Designation:CSA D700
Source:CSA
Contact name:Ehsan Moslemizadeh
Review start date:Jan 13, 2026
Review end date:Mar 14, 2026
Contact email:robin.chevalier(at)csagroup.org
Draft Scope/Description:

This standard is applicable to new and existing passenger rail systems in Canada and may be applied across the lifecycle of transit and rail infrastructure including: planning and design, operation and maintenance, asset management, and emergency preparedness and response.

This standard may be used by a passenger railway entity, an infrastructure manager, a safety authority, or a transit agency that wishes to implement a safety management system or to supervise a safety management system to ensure business objectives are achieved in a safe manner.

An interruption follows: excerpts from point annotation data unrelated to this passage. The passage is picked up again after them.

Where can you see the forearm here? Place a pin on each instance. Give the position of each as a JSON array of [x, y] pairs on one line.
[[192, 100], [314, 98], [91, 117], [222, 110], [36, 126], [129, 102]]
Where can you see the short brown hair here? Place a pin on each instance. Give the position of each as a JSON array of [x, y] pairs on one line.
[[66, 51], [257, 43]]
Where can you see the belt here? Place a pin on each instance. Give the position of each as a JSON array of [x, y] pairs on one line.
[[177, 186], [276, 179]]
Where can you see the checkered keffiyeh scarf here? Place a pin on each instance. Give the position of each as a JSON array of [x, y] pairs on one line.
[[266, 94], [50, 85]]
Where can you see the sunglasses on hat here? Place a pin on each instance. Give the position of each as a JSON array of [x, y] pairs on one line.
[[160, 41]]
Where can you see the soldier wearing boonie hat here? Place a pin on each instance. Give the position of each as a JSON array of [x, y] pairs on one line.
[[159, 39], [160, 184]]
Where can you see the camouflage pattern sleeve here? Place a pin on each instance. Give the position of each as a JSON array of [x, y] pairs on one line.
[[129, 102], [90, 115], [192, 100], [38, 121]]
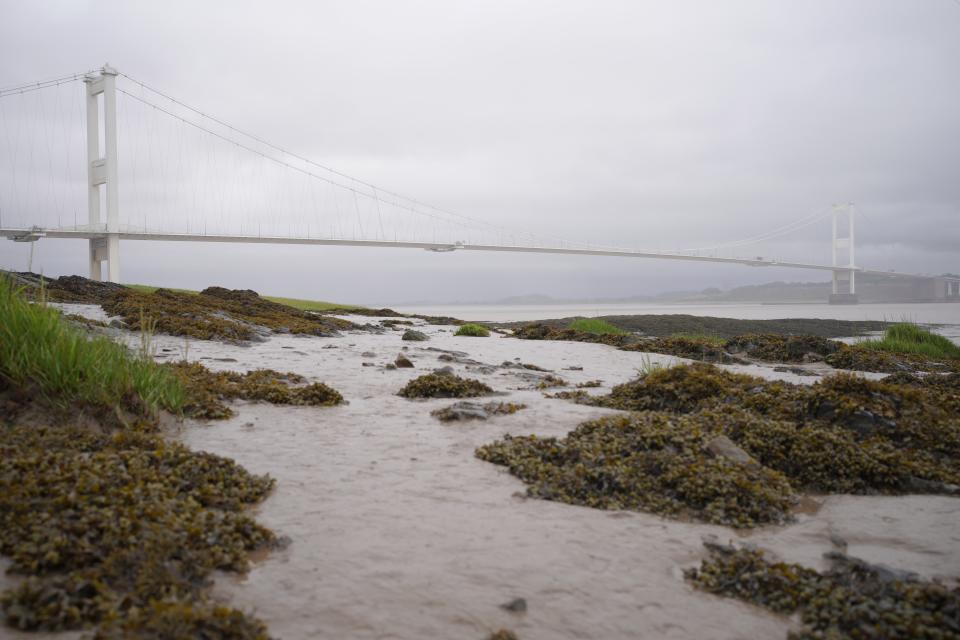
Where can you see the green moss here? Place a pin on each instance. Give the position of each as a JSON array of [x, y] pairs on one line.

This standard is intended for a wide range of stakeholders involved in the planning, operation, and oversight of transit and passenger rail systems, including:

·    Transit agencies, authorities, and passenger rail operators

·    Infrastructure owners and asset managers

·    Municipal, provincial, and federal transportation departments

·    Engineering and planning consultants

·    Emergency management and continuity planners

·    Climate risk analysts and sustainability officers

·    Regulatory bodies and funding agencies

The point of this work is to try to minimize if not avoid risks associated with climate change and therefore, anyone in an organization who wishes to increase their climate resilience may use this standard to help achieve this goal.

1.1 Pre-planning

Pre-planning is a process that prepares the organization to undertake a climate vulnerability and risk assessment and adaptation planning. The process is relevant when an organization initiates climate change adaptation and resilience as well as when an organization reassesses or revises its climate change adaptation and resilience strategy. Pre-planning involves assessing, and where necessary establishing, the capability of the organization to undertake adaptation and resilience as well as identifying interested parties and how it engages with them.

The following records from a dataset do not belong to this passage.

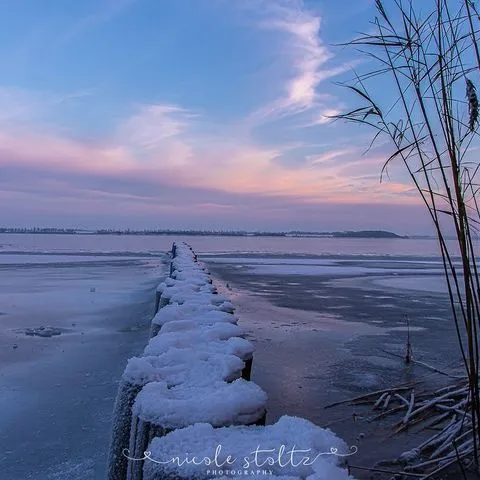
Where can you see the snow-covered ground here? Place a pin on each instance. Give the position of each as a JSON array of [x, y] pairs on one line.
[[57, 393]]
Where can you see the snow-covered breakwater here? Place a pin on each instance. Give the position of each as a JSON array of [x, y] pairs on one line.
[[190, 395]]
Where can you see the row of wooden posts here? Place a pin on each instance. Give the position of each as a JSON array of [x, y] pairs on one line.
[[131, 435]]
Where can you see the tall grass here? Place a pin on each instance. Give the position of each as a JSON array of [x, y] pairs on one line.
[[425, 53]]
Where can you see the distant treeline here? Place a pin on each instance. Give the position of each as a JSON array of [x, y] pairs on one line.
[[71, 231], [226, 233]]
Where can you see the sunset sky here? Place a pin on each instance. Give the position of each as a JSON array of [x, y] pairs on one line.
[[205, 114]]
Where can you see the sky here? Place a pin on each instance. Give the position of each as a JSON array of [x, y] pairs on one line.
[[190, 114]]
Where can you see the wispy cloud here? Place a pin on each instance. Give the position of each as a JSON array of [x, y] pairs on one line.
[[307, 56]]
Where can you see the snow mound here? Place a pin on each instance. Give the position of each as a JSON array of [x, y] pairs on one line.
[[183, 366], [217, 403]]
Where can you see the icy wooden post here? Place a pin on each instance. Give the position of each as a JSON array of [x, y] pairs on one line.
[[122, 420], [225, 404], [201, 441]]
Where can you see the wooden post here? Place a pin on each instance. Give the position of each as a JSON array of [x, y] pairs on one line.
[[121, 424]]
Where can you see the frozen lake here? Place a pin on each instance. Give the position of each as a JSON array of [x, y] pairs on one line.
[[321, 312], [57, 393]]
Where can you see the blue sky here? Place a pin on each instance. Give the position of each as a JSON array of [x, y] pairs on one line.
[[188, 114]]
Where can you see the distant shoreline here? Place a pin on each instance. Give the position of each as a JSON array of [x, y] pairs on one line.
[[295, 234]]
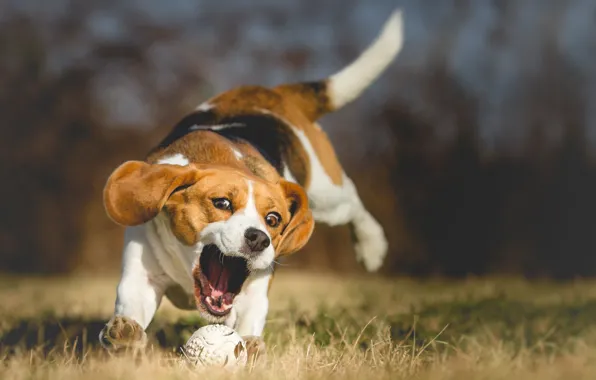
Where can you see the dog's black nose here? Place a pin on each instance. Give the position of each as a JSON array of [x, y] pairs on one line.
[[256, 239]]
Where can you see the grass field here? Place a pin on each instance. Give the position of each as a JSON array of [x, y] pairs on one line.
[[322, 326]]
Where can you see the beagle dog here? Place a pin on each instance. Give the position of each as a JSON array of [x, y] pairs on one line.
[[237, 184]]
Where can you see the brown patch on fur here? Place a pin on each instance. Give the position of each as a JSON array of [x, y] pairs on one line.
[[137, 191], [270, 282], [297, 104], [296, 233]]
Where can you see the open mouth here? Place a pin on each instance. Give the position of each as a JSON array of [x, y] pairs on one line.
[[218, 280]]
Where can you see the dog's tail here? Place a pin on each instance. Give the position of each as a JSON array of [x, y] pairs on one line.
[[319, 98]]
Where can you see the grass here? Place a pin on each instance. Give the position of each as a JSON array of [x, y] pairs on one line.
[[321, 326]]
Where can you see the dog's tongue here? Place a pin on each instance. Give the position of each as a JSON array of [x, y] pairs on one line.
[[218, 276]]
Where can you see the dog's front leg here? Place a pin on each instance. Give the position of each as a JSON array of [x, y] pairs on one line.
[[139, 293], [250, 314]]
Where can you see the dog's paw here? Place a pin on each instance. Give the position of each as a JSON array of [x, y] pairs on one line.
[[371, 244], [255, 348], [122, 332]]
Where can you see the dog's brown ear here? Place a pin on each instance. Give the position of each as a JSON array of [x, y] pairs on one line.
[[296, 233], [136, 191]]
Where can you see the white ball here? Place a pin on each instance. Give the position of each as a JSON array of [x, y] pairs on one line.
[[216, 345]]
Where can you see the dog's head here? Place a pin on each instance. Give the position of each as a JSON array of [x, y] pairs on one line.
[[237, 224]]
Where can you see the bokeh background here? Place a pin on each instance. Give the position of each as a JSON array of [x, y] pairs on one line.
[[475, 150]]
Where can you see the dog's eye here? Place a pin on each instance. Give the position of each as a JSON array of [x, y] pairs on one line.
[[273, 219], [222, 203]]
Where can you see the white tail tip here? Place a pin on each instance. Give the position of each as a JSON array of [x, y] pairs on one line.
[[347, 84]]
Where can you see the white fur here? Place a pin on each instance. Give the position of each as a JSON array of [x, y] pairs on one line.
[[175, 159], [204, 107], [143, 282], [340, 204], [216, 127], [251, 305], [238, 154], [154, 260], [347, 84], [228, 235]]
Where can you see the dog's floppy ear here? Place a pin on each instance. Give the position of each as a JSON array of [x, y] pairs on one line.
[[296, 233], [136, 191]]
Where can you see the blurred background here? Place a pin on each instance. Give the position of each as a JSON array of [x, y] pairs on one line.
[[475, 150]]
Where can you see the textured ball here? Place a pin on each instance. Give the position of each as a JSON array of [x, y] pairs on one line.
[[215, 345]]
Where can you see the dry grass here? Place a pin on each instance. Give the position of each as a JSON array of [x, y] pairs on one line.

The organization may establish, implement and maintain an adaptation policy or an adaptation component of its safety policy. Incorporating adaptation as a component of the organization’s safety policy provides a framework for setting adaptation objectives, boundaries and timescales and facilitates communication regarding adaptation within the organization and to interested parties.

Reference to adaptation within the safety policy shall be appropriate for the purpose and context of the organization, considering relevant legislation and policies or plans and the climate change impacts and vulnerabilities of the applicable transit or passenger rail systems.

1.2 Terminology

In this Standard, “shall” is used to express a requirement, i.e., a provision that the user is obliged to satisfy in order to comply with the standard; “should” is used to express a recommendation or that which is advised but not required; and “may” is used to express an option or that which is permissible within the limits of the Standard.

Notes accompanying clauses do not include requirements or alternative requirements; the purpose of a note accompanying a clause is to separate from the text explanatory or informative material.

Notes to tables and figures are considered part of the table or figure and may be written as requirements.

Annexes are designated normative (mandatory) or informative (non-mandatory) to define their application.